Now we use the same scheme for the gonadic dynamics. So we discretise Equation 3 as follows: \[ \frac{q_w^{t+1}-q_w^t}{\Delta t}=-g_w^t\frac{q_w^{t+1}-q_{w-1}^{t+1}}{\Delta w}-r_w^t\,q_w^{t+1}+G_w^t. \] Note how close this equation for \(q\) is to equation Equation 5 for \(N\). Multiplying by \(\Delta t\) and collecting terms gives \[ q_w^{t+1}\left(1+g_w^t\frac{\Delta t}{\Delta w}+r_w^t\,\Delta t\right)= q_{w-1}^{t+1}\left(g_w^t\frac{\Delta t}{\Delta w}\right) +q_w^t+G_w^t\,\Delta t. \] Solving for \(q_w^{t+1}\) gives \[ q_w^{t+1}=\frac{s_w^t-a_w^tq_{w-1}^{t+1}}{b_w^t}, \tag{9}\] where \[ \begin{split} a_w^t&=-g_w^t\frac{\Delta t}{\Delta w},\\ b_w^t&=1+g_w^t\frac{\Delta t}{\Delta w}+r_w^t\,\Delta t,\\ s_w^t&=q_w^t+G_w^t\,\Delta t. \end{split} \tag{10}\] Together with an initial value and the boundary condition that \(q_1^t=0\) at all times because the smallest individuals do not yet have any gonadic mass, this recurrence relation allows us to calculate \(q_w^{t+1}\) for all size classes at all later times.

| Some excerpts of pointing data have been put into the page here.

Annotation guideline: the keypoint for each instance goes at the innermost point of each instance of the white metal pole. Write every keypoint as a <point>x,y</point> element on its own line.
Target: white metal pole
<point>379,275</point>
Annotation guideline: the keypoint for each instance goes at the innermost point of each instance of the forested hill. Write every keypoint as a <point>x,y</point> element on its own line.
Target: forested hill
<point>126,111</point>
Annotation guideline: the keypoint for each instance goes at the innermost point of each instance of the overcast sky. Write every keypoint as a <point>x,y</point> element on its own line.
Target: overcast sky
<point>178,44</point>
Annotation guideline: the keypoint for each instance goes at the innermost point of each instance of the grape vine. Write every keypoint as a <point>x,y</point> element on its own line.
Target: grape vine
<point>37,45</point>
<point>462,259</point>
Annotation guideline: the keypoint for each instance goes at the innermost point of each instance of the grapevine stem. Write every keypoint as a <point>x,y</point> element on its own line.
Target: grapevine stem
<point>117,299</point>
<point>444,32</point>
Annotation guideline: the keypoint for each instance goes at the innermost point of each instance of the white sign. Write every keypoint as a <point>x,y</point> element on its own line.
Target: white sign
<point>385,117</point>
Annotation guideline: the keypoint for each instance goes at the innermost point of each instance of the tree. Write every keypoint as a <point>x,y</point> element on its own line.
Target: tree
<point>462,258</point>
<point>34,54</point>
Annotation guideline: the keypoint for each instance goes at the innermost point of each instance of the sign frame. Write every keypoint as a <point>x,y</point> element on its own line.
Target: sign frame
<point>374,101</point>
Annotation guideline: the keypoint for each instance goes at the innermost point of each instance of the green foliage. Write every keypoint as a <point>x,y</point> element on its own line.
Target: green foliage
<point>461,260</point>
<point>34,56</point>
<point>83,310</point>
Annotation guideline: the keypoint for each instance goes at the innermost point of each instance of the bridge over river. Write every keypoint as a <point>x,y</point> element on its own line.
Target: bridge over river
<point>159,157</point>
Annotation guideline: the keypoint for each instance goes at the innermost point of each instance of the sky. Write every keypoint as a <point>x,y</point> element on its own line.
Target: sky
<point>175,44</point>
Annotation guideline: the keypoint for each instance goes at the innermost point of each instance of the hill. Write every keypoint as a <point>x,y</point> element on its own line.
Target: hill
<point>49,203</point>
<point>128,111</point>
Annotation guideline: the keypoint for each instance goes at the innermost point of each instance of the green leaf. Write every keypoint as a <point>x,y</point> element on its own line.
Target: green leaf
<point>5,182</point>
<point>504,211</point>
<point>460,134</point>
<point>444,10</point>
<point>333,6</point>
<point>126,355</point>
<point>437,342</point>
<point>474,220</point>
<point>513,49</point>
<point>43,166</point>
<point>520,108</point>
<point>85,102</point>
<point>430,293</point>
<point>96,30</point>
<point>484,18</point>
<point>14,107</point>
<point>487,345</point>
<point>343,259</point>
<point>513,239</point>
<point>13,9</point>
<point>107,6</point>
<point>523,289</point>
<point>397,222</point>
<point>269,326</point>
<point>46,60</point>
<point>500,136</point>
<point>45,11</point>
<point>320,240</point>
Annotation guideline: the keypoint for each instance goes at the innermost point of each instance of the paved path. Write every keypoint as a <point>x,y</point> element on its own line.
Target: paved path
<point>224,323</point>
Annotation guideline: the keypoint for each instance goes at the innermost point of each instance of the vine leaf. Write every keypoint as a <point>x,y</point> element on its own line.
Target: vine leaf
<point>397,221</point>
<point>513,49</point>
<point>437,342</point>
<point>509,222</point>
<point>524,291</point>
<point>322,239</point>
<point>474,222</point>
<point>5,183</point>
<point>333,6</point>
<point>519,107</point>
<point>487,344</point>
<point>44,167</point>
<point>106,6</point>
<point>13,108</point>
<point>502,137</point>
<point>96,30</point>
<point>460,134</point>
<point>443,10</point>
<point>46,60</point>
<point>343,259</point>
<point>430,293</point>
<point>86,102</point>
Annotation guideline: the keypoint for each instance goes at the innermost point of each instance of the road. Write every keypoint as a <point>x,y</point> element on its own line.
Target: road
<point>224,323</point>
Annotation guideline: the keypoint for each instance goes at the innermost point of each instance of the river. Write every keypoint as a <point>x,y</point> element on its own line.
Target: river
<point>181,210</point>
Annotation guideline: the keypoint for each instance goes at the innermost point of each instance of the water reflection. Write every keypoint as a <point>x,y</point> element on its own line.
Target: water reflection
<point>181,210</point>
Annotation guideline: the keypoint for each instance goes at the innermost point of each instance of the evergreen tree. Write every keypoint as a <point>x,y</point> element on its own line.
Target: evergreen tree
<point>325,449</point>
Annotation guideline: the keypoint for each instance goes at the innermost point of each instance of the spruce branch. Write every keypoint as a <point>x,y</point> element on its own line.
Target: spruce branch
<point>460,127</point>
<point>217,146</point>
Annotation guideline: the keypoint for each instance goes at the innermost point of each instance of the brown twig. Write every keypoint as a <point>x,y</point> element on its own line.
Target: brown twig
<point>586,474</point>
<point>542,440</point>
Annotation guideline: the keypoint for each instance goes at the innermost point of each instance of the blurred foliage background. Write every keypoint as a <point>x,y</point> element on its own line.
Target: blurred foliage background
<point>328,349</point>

Note how small the difference is between the discretised equation Equation 9 for \(q\) and the equation Equation 7 for \(N\). The only difference lies in replacing \(A_w^t, B_w^t\) and \(S_w^t\) given in Equation 8 by \(a_w^t, b_w^t\) and \(s_w^t\) given in Equation 10.

Open problems

  1. Once we are modelling cohorts in mizer, the diffusion terms in the size-spectrum dynamics will become important, because they will lead to the broadening of the cohorts.

  2. We do not yet know what the required step sizes are in size and in time to faithfully reproduce the dynamics. Too large size steps will lead to too much numerical diffusion. Too large time steps may lead to numerical instability.